Zemedeneh Negatu, managing partner for Ernst & Young LLP in Ethiopia, told Bloomberg: “The financial capacity to build the dam I don’t think should be in doubt at all. Over the next six years, Ethiopia can collect from taxes somewhere between Birr 450 and 500 billion.” He said the dam is “very critical” for Ethiopia to achieve its industrialization goals and for neighbouring states.
Donations of a month’s salary by civil servants have been converted into bonds to help boost the nation’s savings rate, currently 5.5% of gross domestic product, Bereket said. The opposition have criticized funding pressure on civil servants.

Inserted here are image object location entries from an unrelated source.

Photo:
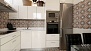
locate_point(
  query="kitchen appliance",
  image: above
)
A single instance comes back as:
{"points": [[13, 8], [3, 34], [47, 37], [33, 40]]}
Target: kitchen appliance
{"points": [[52, 16], [4, 6], [52, 22], [52, 28], [66, 20]]}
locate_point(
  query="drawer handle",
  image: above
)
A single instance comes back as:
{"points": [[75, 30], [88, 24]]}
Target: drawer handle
{"points": [[13, 41], [14, 36], [52, 42]]}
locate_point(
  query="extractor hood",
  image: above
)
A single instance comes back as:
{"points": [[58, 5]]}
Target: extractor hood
{"points": [[4, 6]]}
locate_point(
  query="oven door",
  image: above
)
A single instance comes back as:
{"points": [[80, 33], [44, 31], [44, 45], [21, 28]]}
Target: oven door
{"points": [[52, 28]]}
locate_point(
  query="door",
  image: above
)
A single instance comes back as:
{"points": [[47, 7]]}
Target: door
{"points": [[22, 12]]}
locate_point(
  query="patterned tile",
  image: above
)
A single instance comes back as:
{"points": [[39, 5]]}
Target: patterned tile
{"points": [[82, 14]]}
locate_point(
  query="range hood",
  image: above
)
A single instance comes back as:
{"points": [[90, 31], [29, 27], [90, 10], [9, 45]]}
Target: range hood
{"points": [[4, 6]]}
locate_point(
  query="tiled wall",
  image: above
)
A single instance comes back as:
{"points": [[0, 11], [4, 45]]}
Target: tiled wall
{"points": [[30, 23], [82, 14], [3, 19]]}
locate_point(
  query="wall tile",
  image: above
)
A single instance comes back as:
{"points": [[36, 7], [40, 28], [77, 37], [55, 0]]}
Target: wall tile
{"points": [[82, 14]]}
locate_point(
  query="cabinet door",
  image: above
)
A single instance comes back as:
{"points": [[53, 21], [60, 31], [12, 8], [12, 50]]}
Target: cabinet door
{"points": [[14, 15], [25, 39], [77, 1], [17, 2], [53, 5], [38, 39], [22, 12], [6, 47], [41, 13], [68, 1], [31, 12]]}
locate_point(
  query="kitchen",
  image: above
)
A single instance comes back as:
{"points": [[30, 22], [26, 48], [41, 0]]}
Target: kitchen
{"points": [[33, 25]]}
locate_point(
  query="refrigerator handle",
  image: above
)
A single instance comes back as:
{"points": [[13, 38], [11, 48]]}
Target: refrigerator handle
{"points": [[61, 32]]}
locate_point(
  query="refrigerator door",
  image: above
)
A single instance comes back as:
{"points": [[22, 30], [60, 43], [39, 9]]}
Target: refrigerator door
{"points": [[66, 15], [63, 38]]}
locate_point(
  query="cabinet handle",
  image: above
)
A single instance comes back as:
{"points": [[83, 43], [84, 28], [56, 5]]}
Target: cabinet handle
{"points": [[14, 36], [13, 41], [52, 42]]}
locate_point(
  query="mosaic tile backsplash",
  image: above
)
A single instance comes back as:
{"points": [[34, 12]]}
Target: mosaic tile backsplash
{"points": [[27, 23], [82, 15], [19, 23]]}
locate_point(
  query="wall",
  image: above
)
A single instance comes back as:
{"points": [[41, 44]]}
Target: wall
{"points": [[3, 19], [82, 17], [21, 23]]}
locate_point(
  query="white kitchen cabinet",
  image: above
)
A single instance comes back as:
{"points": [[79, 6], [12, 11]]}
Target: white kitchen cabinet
{"points": [[17, 2], [41, 13], [52, 40], [6, 47], [53, 5], [52, 37], [25, 39], [36, 12], [77, 1], [14, 15], [38, 39], [52, 44], [22, 12], [13, 39], [31, 12]]}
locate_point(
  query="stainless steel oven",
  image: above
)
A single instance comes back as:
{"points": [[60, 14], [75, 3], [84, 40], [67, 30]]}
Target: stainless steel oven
{"points": [[52, 28]]}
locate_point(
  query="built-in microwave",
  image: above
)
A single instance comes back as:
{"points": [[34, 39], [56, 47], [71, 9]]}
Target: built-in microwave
{"points": [[52, 28], [52, 16]]}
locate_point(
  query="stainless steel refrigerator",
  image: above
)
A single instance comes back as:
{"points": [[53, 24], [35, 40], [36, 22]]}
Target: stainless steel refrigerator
{"points": [[66, 21]]}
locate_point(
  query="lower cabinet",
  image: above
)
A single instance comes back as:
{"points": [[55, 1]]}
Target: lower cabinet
{"points": [[25, 39], [12, 44], [52, 40], [38, 39], [32, 39]]}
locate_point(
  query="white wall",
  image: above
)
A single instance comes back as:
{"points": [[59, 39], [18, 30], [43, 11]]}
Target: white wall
{"points": [[78, 30]]}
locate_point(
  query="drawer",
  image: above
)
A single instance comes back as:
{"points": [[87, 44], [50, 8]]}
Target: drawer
{"points": [[17, 48], [52, 43], [6, 47], [6, 39], [15, 34], [52, 37], [15, 42]]}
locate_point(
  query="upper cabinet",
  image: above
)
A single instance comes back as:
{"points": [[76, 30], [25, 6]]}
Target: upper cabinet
{"points": [[14, 15], [31, 12], [9, 1], [28, 12], [41, 13], [77, 1], [53, 5]]}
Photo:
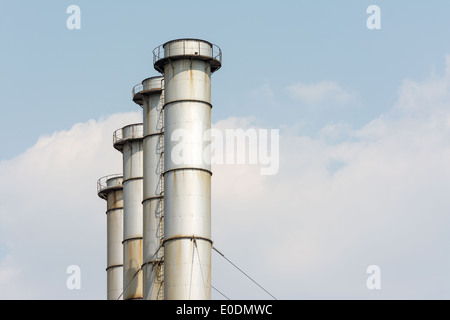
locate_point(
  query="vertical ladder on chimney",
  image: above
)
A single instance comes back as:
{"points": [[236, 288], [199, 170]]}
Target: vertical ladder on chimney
{"points": [[160, 273]]}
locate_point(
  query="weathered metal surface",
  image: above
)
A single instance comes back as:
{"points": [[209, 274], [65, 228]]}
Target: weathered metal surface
{"points": [[187, 48], [129, 140], [132, 274], [189, 273], [110, 188], [187, 65], [152, 99]]}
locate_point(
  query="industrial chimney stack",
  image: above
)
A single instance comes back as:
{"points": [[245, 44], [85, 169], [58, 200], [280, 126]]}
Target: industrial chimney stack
{"points": [[128, 140], [187, 65], [166, 181]]}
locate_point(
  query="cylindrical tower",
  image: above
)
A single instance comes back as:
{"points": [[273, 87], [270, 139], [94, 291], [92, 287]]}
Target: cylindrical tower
{"points": [[187, 65], [149, 95], [128, 140], [110, 189]]}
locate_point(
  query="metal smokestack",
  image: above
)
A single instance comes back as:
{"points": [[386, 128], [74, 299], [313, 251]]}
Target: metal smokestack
{"points": [[110, 189], [187, 65], [149, 95], [128, 140]]}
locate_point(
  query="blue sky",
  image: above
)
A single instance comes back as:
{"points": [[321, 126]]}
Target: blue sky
{"points": [[363, 126], [54, 77]]}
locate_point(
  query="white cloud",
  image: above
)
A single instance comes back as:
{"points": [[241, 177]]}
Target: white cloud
{"points": [[324, 91], [51, 216], [346, 200]]}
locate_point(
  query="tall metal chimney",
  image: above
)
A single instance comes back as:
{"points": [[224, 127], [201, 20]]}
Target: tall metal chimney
{"points": [[149, 95], [128, 140], [187, 65], [110, 189]]}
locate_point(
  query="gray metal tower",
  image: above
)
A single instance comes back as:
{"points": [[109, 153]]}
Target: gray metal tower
{"points": [[149, 95], [110, 189], [128, 140], [187, 65]]}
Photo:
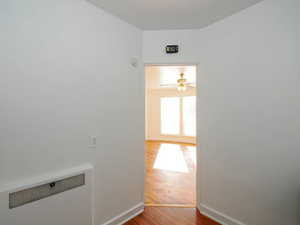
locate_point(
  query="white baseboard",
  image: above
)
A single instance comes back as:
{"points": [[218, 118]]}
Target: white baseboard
{"points": [[217, 216], [127, 215]]}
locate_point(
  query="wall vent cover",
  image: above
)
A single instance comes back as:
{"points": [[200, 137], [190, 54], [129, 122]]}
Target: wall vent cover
{"points": [[33, 194]]}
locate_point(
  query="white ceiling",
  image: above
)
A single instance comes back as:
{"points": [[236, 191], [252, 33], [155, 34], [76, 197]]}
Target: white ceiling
{"points": [[173, 14]]}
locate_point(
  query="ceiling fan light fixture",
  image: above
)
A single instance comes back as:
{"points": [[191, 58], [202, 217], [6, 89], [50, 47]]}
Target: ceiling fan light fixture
{"points": [[181, 83]]}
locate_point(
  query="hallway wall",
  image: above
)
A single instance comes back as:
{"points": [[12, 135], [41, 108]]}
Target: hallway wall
{"points": [[65, 76], [248, 111]]}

Public funding is unlikely to be maintained as it would be “too taxing,” so private companies have been encouraged to buy the debt, which offers a coupon of 5%. There are also plans for bonds to be offered to the Ethiopian diaspora with returns above the London Interbank Offered Rate, while sales to farmers are planned “early next year,” he said. A “significant” portion of funding will also come from the government’s development budget, Bereket said. A National Bank of Ethiopia directive was issued in April compelling banks to buy government bonds equivalent to 27% of their loans each month may raise Birr 11 bn for development programs in its first year, according to Access Capital (www.accesscapitalsc.com), the Addis Ababa-based research group. That amount is likely to increase in subsequent years, it said in an April research note.
The Ethiopian Government plans to borrow Birr 398.4 bn by mid- 2015 to invest in industry and infrastructure. The World Bank said in June this may lead to the economy over-heating and debt problems, the. Annual inflation in Ethiopia was 40.6% in August, partly because the central bank boosted money supply.